He came under widespread international criticism from human rights groups, but because of Uzbekistan’s strategic location as a vital supply route for the war in neighboring Afghanistan, the West turned a blind eye to Karimov’s worst abuses.

Uzbekistan, a country of 30 million people famous for its apricot orchards, cotton fields and ancient stone cities along the Silk Road, had been one of the Muslim world’s paragons of art and learning.

But Karimov cracked down on any form of Islam that wasn’t patently subservient to him. His leadership style was epitomized by propaganda posters often displayed in Uzbekistan that depicted Karimov alongside Tamerlane, a 14th-century emperor who had conquered a vast region of West, South and Central Asia.

He was known to shout and swear at officials during meetings and it was widely rumored that in bursts of anger he would beat officials and throw ashtrays at them.

Karimov’s emphasis on state controls over the economy, along with endemic corruption, have stymied Uzbekistan’s development, despite its considerable resources of gas and gold, as well as its cotton exports. Millions of Uzbeks have flooded into Russia and neighboring Kazakhstan to support their families with remittances that amount to a sizable part of the country’s GDP.

Karimov was suspicious of the West and infuriated by its criticism of his human rights record, but he also dreaded Islamic militancy, fearing it could grow into a strong opposition.

He unleashed a harsh campaign against Muslims starting in 1997 and intensifying in 1999 after eight car bombs exploded near key government buildings in Tashkent.

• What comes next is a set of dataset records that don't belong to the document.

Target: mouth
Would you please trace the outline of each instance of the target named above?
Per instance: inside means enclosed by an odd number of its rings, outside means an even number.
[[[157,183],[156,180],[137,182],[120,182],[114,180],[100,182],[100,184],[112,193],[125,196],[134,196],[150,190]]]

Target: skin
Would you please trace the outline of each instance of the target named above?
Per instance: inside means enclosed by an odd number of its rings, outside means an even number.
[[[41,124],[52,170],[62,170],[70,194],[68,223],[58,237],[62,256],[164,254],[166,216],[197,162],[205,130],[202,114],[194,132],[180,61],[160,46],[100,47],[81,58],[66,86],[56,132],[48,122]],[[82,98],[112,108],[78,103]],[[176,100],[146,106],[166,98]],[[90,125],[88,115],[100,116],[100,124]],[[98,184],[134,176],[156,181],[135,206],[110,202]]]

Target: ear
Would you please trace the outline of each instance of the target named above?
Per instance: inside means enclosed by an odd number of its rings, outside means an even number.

The explosions killed 16 people and wounded more than 100.

“I am ready to rip off the heads of 200 people, to sacrifice their lives, for the sake of peace and tranquility in the country,” Karimov said afterward. “If a child of mine chose such a path, I myself would rip off his head.”

In the next few years, thousands of Muslims who practiced their faith outside government-controlled mosques were rounded up and jailed for alleged links to banned Islamic groups.

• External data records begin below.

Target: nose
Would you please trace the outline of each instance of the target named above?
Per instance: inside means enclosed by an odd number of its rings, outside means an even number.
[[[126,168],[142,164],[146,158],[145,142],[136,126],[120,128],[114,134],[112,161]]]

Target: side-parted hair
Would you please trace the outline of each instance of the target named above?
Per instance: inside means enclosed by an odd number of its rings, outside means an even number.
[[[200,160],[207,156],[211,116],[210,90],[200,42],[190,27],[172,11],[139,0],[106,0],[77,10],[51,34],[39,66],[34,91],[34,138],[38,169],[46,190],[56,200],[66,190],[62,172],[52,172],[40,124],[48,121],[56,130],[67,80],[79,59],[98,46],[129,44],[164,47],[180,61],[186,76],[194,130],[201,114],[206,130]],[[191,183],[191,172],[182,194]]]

In 2004, a series of bombings and attacks on police killed more than 50 people and sparked a new wave of arrests and convictions.

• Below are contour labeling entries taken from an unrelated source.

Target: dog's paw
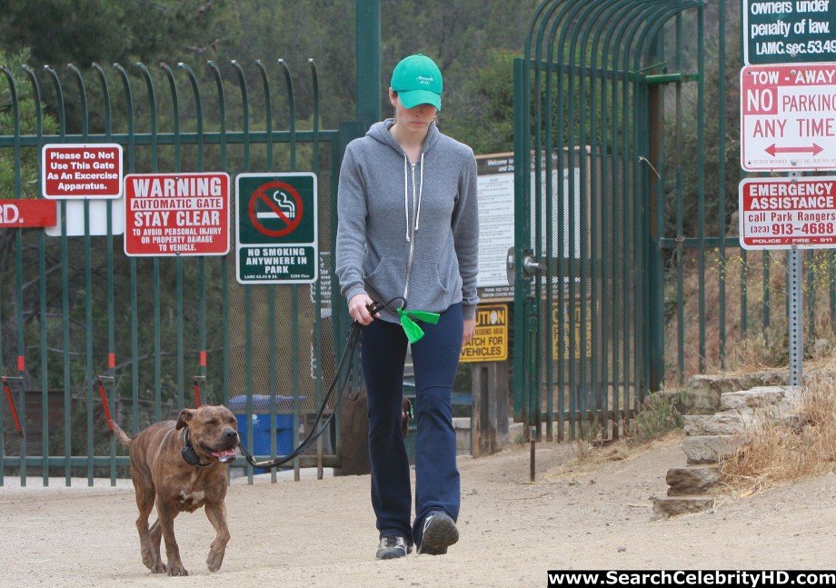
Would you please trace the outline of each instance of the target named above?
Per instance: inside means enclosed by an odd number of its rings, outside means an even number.
[[[216,553],[215,552],[209,552],[209,557],[206,558],[206,565],[209,566],[210,572],[217,572],[221,569],[221,563],[224,563],[224,553]]]
[[[144,564],[146,568],[151,570],[153,573],[165,573],[167,570],[167,568],[165,567],[165,564],[163,563],[163,562],[158,557],[154,558],[154,557],[149,556],[146,558],[144,555],[143,563]]]
[[[170,576],[187,576],[189,573],[183,567],[183,563],[169,563],[168,575]]]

Following 9/11, the West overlooked Karimov’s harsh policies and cut a deal with him in 2001 to use Uzbekistan’s Karshi-Khanabad air base for combat missions in Afghanistan.

During a May 2005 uprising in the eastern city of Andijan, Uzbek troops fired on demonstrators, killing more than 700 people, according to witnesses and human rights groups. It was the world’s worst massacre of protesters since the 1989 bloodbath in China’s Tiananmen Square.

Angered by U.S. criticism of the crackdown, Karimov evicted U.S. forces from the base.

He later quietly softened his position, allowing Uzbekistan to be part of the Northern Distribution Network supply route for Afghanistan, whose utility declined when Russia dropped out of the network in 2015. The United States in turn agreed to start the sale of non-lethal military goods to his regime.

Islam Abduganiyevich Karimov was born on Jan. 30, 1938, and studied economics and engineering in what was then a Soviet republic, rising through the Communist Party bureaucracy.

In 1989, Soviet leader Mikhail Gorbachev made Karimov Uzbekistan’s Communist Party chief in the wake of a huge corruption scandal that involved top Uzbek officials. At the time, Karimov was seen as a hard-working and uncorrupt Communist.

On March 24, 1990, the local parliament elected him president of the Uzbek Socialist Republic, and in December 1991, just days after the Soviet Union ceased to exist, Karimov won the presidency in a popular vote.

Shaken by a series of ethnic and religious riots in the turbulent years surrounding the Soviet collapse, Karimov was obsessed with stability and security. He said Uzbekistan would follow its own path of reform and would build democracy and a market economy without the turmoil and crises of most other former Soviet nations.

After his 1991 election, the fledgling democratic opposition was banned and forced into exile. The media were muzzled by censorship. Law enforcement and security services grew increasingly powerful and abusive, and the use of torture in prisons was labeled “systematic” by international observers.

The economy remained centralized, with a handful of officials controlling the most lucrative industries and trade. A 1996 ban on the free convertibility of the national currency, the som, blocked trade and foreign investment, while unemployment soared and poverty was widespread.

Karimov was a distant leader. His annual New Year’s address to the nation was always read by a TV anchor. His wife rarely appeared in public, and his vacations were never announced.

But the public was constantly reminded of his leadership by banners with quotes from his speeches posted on buildings and billboards.

All of his election victories were landslides, but none were recognized as free or fair by international observers. His only challenger in 2000, Abdulkhafiz Dzhalolov, said he himself voted for Karimov.

His nephew, opposition journalist Jamshid Karimov, was forcibly committed to a psychiatric institution after a series of articles criticizing his uncle and other officials.

Karimov’s oldest daughter, Gulnara, generated media buzz over her immense wealth, fashion shows and music videos done under the stage name GooGoosha. Sometimes touted as a potential successor to her father, she was both admired and despised among her fellow countrymen.

In 2014, she used her Twitter account to accuse Uzbekistan’s security services of orchestrating a campaign of harassment against her and deceiving her father. Her tweets then stopped, prompting speculation that she and her 15-year-old daughter were under house arrest in Tashkent.